Though simple answering these questions without having a good CMDB in place and being able to query that CMDB on an expert level, leaves a long trail across an IT organization. Since these key questions are asked for every failure and should be asked for every change an interdependency model is obviously something one REALLY wants to have.

As this model is also one of the key input streams to an automation engine that actually operates IT across silo and competency boundaries we have put quite some thought into the art of modeling. Typical techies we are, our first approach was to build THE BEST of all possible models. We started to build our methodology on the basis of economic dependency models. Well, what can I say… We got a great model and maintaining it just for fun would have cost us an arm and a leg plus maintenance would never have been possible from our technical teams.

So we went back to the think tank with the preliminary assumption, that we would be willing to simplify the model - if we could produce one that could and would be maintained by the technical staff themselves (acceptance is an important factor).

We arrived at something we call the arago M-A-R-S model.

M-A-R-S Model Description

The “M” is for “Machine”

A machine (real or virtual, cloud compartment or actual operating system) is still the basic component of any IT application. Machines can be servers, network components and anything else. Administrators tasked with keeping the infrastructure alive do normally not know much about the business applications running on their “machines” but they know their machines on a first name basis. So a machine is a basic building block of IT infrastructure as well as a component very close to the technical staff. Thus the entity of a machine fulfills both our pre requirements (simple to understand and maintainable by the IT staff)

The “A” is for “Application”

An application is something that is used in a business process. Or technically speaking an application is the “thing” a “user” complains about when interfacing (talking to) the IT department. An application is therefore the basic building block from “the other side”. Where a machine is the basic building block of the technical view of IT, applications are the basic building blocks of the business view of IT.
Naturally an application uses machines or much better “-S-ervices” offered by these.

The “R” is for “Resource”

As you may imagine building up a dependency model by listing all the services offered by a number of machines and then listing all the services used by an application may leave you with very long lists. So we decided to introduce one layer of abstraction into our approach to dependency modeling. This is called the “resource” layer. A resource combines a number of services with a 100% dependency (e.g. an SAP service will never run without a database service, thus there would be an SAP resource combining the two services into one entity and thereby reducing the complexity of the dependency tree of an application).

The “S” is for “Service”

Service defines some functionality that is offered by a machine or a cluster of machines (for redundancy and availability reasons). A service in this case is an IT term that describes a simple building block of software running on a machine. A service can be anything ranging from an operating system or a network connection though a simple application such as a web server or database all the way up to an SAP system or an individually programmed piece of software. A service is something often talked about in the IT organization and usually something that has developers or vendors attached to it.

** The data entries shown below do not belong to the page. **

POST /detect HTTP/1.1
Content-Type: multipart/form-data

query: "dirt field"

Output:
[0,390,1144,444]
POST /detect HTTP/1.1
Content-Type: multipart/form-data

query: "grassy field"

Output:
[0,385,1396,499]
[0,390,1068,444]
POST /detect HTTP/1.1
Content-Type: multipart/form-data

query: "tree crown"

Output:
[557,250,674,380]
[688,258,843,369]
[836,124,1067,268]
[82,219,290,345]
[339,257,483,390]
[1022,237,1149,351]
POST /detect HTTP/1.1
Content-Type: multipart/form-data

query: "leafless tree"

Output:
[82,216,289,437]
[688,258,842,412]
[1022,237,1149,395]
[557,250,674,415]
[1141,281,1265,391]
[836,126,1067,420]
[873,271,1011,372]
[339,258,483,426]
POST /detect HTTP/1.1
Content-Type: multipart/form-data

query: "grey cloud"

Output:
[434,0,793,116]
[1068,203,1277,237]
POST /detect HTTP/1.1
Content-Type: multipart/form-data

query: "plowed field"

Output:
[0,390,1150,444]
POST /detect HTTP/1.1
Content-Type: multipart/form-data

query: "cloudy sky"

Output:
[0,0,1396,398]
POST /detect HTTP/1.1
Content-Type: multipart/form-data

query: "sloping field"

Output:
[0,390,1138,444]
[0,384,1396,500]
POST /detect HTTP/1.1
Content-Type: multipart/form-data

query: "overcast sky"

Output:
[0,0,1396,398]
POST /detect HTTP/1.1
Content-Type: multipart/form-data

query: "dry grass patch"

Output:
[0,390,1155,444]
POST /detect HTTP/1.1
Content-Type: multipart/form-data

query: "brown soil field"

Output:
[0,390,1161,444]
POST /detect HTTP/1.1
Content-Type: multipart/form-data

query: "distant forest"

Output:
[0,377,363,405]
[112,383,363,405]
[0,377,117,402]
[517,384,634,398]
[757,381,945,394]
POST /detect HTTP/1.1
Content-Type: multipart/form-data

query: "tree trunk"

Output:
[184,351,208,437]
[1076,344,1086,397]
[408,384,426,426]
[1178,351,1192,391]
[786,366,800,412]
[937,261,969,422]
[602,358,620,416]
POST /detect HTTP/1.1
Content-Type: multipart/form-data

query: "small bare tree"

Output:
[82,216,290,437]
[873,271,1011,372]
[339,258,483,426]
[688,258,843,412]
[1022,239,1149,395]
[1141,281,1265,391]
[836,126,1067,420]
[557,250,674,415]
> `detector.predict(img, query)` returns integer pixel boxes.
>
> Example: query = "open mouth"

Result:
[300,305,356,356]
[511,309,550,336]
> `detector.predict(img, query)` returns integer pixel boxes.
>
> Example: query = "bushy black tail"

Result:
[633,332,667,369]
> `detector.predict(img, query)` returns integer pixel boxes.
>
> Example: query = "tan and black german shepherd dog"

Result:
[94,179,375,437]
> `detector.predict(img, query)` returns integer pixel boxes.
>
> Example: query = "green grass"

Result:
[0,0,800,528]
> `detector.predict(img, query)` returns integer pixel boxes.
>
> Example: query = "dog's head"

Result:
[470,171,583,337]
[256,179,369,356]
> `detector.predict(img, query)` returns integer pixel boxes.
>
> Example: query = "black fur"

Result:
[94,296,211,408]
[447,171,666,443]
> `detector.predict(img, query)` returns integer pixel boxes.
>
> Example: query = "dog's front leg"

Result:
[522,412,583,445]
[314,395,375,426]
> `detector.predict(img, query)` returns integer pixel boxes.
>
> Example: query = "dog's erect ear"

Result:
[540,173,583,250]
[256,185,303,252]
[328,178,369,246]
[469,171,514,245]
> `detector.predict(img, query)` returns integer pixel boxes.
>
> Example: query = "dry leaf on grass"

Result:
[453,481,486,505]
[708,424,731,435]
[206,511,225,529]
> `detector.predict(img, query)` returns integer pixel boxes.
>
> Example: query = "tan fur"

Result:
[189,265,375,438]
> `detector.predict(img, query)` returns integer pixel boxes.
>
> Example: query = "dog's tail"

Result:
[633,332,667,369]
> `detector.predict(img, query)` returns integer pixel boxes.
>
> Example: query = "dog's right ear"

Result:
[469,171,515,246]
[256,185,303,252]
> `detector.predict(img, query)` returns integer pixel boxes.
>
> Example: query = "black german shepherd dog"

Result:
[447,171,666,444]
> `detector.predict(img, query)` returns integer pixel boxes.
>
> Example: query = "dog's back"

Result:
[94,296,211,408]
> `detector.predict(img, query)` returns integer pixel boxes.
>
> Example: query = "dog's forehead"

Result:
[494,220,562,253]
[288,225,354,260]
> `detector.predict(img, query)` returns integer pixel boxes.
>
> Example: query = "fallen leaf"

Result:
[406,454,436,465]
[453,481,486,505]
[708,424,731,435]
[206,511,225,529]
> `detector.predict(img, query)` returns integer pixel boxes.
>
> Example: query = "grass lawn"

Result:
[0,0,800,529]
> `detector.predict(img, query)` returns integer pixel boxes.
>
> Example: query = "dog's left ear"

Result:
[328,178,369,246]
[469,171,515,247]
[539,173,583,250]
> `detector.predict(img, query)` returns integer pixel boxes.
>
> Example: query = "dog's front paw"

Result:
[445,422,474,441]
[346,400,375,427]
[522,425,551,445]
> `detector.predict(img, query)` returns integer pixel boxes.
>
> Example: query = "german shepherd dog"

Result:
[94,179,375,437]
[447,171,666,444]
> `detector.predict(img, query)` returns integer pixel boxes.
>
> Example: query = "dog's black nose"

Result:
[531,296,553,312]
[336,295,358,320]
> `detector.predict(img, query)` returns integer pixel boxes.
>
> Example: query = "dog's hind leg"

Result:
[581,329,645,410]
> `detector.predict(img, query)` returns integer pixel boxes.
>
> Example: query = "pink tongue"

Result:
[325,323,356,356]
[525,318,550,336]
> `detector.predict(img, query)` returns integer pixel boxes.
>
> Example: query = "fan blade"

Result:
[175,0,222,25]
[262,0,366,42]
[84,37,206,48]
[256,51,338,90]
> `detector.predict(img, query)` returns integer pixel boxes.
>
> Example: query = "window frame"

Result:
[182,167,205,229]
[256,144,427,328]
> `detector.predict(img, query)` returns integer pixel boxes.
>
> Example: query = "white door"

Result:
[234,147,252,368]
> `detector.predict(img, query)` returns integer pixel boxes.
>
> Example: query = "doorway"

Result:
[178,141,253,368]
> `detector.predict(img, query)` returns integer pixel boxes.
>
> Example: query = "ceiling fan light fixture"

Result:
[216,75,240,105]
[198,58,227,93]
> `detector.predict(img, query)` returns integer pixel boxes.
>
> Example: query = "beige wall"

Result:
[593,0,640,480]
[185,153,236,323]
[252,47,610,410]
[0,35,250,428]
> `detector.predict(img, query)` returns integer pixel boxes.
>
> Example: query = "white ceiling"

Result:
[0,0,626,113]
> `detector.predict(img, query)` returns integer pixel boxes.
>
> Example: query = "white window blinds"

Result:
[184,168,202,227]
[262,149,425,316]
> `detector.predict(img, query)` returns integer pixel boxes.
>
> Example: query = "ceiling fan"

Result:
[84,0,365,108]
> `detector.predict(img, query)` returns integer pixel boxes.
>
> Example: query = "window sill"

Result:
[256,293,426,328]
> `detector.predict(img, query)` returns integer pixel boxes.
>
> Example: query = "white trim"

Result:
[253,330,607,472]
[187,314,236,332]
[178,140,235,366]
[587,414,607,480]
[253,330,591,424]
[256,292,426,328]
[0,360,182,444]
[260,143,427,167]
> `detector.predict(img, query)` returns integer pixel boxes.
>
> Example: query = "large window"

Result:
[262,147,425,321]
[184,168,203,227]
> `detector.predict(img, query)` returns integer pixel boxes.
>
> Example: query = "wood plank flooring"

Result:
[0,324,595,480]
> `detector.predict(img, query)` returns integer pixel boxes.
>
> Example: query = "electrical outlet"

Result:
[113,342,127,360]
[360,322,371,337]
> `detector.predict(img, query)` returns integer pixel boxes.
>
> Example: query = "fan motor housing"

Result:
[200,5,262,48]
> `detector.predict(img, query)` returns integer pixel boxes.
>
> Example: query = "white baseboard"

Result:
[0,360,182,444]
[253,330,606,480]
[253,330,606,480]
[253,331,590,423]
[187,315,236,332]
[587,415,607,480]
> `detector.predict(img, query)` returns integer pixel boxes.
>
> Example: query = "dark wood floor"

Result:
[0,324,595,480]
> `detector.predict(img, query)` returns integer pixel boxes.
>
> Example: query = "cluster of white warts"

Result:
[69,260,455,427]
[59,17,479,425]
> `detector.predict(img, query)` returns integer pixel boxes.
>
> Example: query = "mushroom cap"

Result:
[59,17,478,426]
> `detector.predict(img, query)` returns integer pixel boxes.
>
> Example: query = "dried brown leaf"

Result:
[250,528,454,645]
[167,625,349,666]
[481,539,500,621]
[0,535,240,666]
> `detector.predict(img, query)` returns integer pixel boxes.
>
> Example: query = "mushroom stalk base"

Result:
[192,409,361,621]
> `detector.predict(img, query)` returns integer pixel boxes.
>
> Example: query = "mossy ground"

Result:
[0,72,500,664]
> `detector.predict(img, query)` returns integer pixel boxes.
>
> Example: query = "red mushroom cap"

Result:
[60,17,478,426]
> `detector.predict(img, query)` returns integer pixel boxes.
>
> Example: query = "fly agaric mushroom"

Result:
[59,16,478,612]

As simple as this may sound: this four-layer model allows for a real connection of all silos within technology and organization. This model can be maintained manually or - better - can be imported from a good CMDB.

Combining monitoring information with this model (i.e. hooking up monitoring and master data with the nodes of the model) is the basic input for an automated environment (also see input stream and naming convention articles on this blog). You can read the full article on “Measurement as the Prerequisite for Automation” here.

I am sure you will find other good applications for a simple model - or even better maybe you do have some suggestions on how to improve and/or further simplify this model.

Input to an Automation Engine – Namespace as a Starting Point

Automation, Automation Technology Architect View No Comments »

I have been talking quite a bit about the technology that drives an automation engine. Actually there could be many approaches for the technology that evaluates conditions and chooses the right actions to execute. Our technology takes a “divide and conquer approach” in a very distributed system and therefore simulates the behavior of a good human administrator. Other technologies take a “drill-down” or “boil-up” approach. All the technologies produce automation results and normally they are used for special tasks. E.g. a drill-down approach is focused on a straight forward root cause analysis approach.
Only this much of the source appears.